January 27, 2010 | SQL Server

Sometimes it's the small things : match column names in subqueries

The behavior of column matching in subqueries is a little peculiar, to say the least.  If you've been bitten by this behavior once, you're unlikely to have been bitten a second time, but for some of us it just takes a while to sink in.

This morning I wasted a good five minutes "troubleshooting" a query that wasn't working out the way I thought it should.  I have a core table called Users (simplified for brevity):

    CREATE TABLE dbo.Users
(
  UserID INT PRIMARY KEY,
  -- ... other columns ...
);

Against this table, I was writing a custom report for a specific set of users, so I wrote something like this (again, simplified for brevity):

    DECLARE @u TABLE (id INT PRIMARY KEY);
 
INSERT @u(id) SELECT 1 UNION ALL SELECT 2;
 
SELECT UserID FROM dbo.Users
  WHERE UserID IN (SELECT UserID FROM @u);

I ran the query, and of course got all of the users in the original Users table.  Why?  Because in the table variable definition, I got really lazy about the name of the ID column, and then forgot that I had been lazy when I referenced it later.  In most cases this won't have any effect, but in a subquery, if the column is not found in the objects referenced there, the parser jumps scope and tries to bind to a column in the parent query.  If it finds none, you get an error (invalid column name); if it finds more than one, you get a different error (ambiguous column name).  But when it finds exactly one, then I may as well have written:

    SELECT UserID FROM dbo.Users
  WHERE UserID IN (SELECT UserID FROM dbo.Users);
 
-- which of course becomes:
 
SELECT UserID FROM dbo.Users;

Note that if @u had no rows, then the outer query would have also returned no rows.  But all it needs is one row to satisfy the condition for every row in the outer table… and in some cases, this can be more difficult to troubleshoot than my simple example here.

It is clear I'm not the first person to get tripped up by this behavior, but they aren't going to fix it:

#126785 : Subquery error not causing main query error

#124775 : Column confusion with IN

#499463 : wrong results from Temporary table in a subquery

According to Microsoft, this behavior is "correct."  If it were me, I would "fix" the language rules so that a subquery that is not explicitly correlated to an outer query, should be able to be parsed and executed on its own without error.  If it can't, then it shouldn't parse as part of a larger query, either.

But that's just my opinion.  While I understand that the current behavior aligns with the T-SQL rules, that doesn't mean that the T-SQL rules make a whole lot of sense in this case.

In the meantime, if you have a situation where a subquery with IN() is not acting like the filter you expected, check your column names before you start re-writing your query and pulling your hair out.

7 comments on this post

    • Denis Gobo - January 27, 2010, 8:17 PM

      Another option is to use EXISTS..in that case you will get an error.
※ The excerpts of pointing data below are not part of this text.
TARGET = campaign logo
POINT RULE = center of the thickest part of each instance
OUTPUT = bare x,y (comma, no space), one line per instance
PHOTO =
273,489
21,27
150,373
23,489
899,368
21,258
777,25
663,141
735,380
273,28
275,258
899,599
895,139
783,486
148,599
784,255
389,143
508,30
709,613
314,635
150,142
Yeah IN and NOT IN is especially fun when you have NULLS in the column

    • AaronBertrand - January 27, 2010, 8:25 PM

      Denis, agreed, IN / NOT IN are problematic when NULLs are possible, and EXISTS is a workaround in both situations.  In fact I use EXISTS almost universally, went with IN because I was using it multiple times in a multi-CTE query and didn't feel like correlating every time.What I don't like about EXISTS in a case like this again comes back to laziness.  I would have to correlate with an EXISTS, e.g.:
      SELECT UserID FROM Users AS u
       WHERE EXISTS (SELECT 1 FROM @u WHERE id = u.UserID)
      Which in and of itself (adding a WHERE clause) isn't such a bad thing, but it makes it harder to prototype the query and replace the subquery with a comma-separated list.  The IN() variety allows me to change it to:
      SELECT UserID FROM Users AS u
       WHERE UserID IN (1,2);
      In the long run there isn't a lot of value in that, but during development it can makemuch quicker work of the logical portions of your query… for example if the real list you want to test is 1000 and it adds significant runtime to your query, testing during development slows down quite a bit.

    • Jack Corbett - January 27, 2010, 10:16 PM

      Aaron,
      I find this behavior to be non-intuitive.  I have been burned by it before so I haven't made that mistake recently.
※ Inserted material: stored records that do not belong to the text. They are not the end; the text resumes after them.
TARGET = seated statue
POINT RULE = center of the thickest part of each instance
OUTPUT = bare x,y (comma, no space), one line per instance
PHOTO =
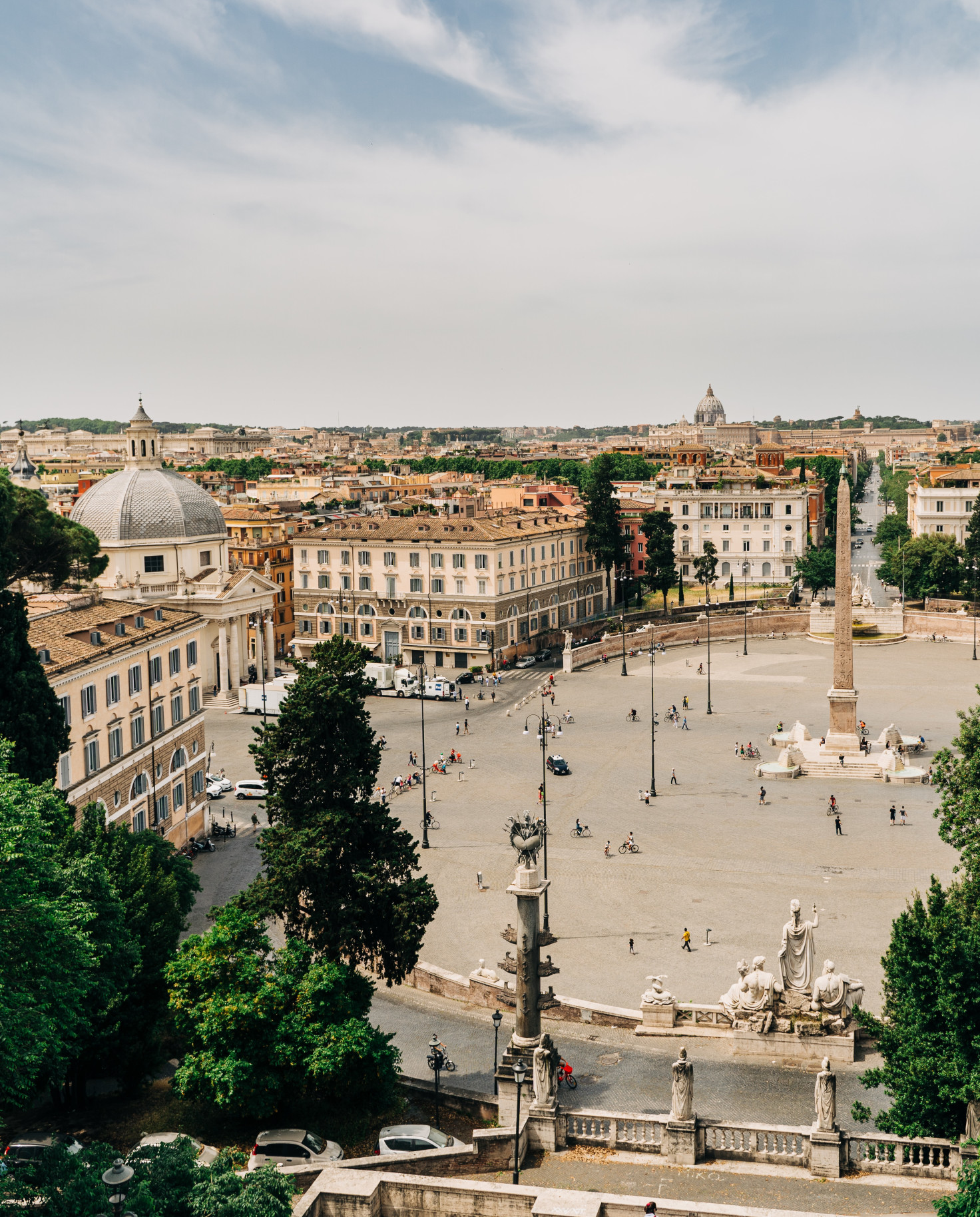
656,995
836,993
    • cinahcaM madA - January 28, 2010, 3:27 AM

      I think IN often reads better than EXISTS. It's closer to how we think in natural language. For example:
      "Find all of the information about customers who are in the list of those who placed an order in the past 30 days."
      Compared to:
      "Find all of the information about customers for whom there exists an order placed in the past 30 days."

    • Jonathan Kehayias - January 28, 2010, 6:48 AM

      Maybe I am missing the obvious here, but why not JOIN to the table variable?
      SELECT UserID FROM dbo.Users  
      JOIN @u ON UserID = ID
      Its less code and achieves the same result, and if you had used an incorrect name it would have thrown the exception.  IIRC it is also faster against larger datasets, or maybe that was for using NOT IN, I forget which exactly, but I remember testing this based on a comment I received once.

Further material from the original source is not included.